What Does 24 Hours Mean to You? Analysis Leads to Improved IT Disaster Recovery Plan
KMRD’s coverage assessment discovered a limitation in a prospect’s business interruption coverage. KMRD’s approach led to a client taking action to protect itself from a large risk with an improved IT Disaster Recovery Plan.
Risk Identification Starts with Policy
A critical gap in of coverage was discovered enabling a company to take steps to protect itself.
Improved IT Disaster Recovery Plan
A better understanding of the policy resulted in changes to better protect themselves.
KMRD’s Process Identifies What is NOT Covered.
Its critical to understand what risks are NOT covered by insurance.
During a coverage analysis exercise, we pointed out how a policy included a 24-hour waiting period before the business interruption insurance triggered. We asked the prospect…

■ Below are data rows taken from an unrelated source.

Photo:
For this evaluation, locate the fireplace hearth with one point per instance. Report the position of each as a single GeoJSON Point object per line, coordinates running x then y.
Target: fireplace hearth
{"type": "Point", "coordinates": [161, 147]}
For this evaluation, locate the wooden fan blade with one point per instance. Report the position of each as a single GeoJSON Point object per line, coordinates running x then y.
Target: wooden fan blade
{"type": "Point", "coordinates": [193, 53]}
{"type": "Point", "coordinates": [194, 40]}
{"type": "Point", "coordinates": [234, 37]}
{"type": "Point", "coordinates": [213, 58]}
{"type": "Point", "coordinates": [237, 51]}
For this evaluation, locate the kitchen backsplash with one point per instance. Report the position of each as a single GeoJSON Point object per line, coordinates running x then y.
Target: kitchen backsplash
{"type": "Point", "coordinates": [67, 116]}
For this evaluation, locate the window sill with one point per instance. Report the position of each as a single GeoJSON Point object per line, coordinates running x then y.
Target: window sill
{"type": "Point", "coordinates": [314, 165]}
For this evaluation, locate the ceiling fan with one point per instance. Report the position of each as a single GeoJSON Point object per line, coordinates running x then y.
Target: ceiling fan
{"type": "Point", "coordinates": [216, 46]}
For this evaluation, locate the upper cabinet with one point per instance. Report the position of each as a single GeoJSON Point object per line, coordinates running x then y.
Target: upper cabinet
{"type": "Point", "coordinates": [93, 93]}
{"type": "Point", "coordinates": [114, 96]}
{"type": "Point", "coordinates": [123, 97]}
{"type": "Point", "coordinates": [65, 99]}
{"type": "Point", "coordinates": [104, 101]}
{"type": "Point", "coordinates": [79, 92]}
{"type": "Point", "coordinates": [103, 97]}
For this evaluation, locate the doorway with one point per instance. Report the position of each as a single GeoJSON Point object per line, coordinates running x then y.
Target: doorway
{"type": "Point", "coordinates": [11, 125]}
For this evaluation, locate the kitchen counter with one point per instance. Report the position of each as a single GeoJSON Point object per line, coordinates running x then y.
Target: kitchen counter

“What does 24 hours mean to you?” He said, “If my business goes down on Monday, my business interruption coverage will begin paying me on Tuesday.”
His understanding was wrong. Their policy defined the word “hour” as a “normal business hour”. In fact, his deductible was three days. This prospect was an Internet-based company which generated revenue revenue seven days a week. 24 hours a day. A three-day interruption could blow an entire quarter’s results.
At the end of the day, we could not negotiate a better deductible. The fact the insurance company was not comfortable with the exposure made it even more clear something had to be done.
Our discussion resulted in an exhaustive review of their IT disaster recovery plan. As a result several changes were made to protect themselves from this exposure.
The improved IT disaster plan helped the CFO to sleep at night.
KMRD’s focus on what is NOT covered by insurance led to better a risk management program. That’s the KMRD difference.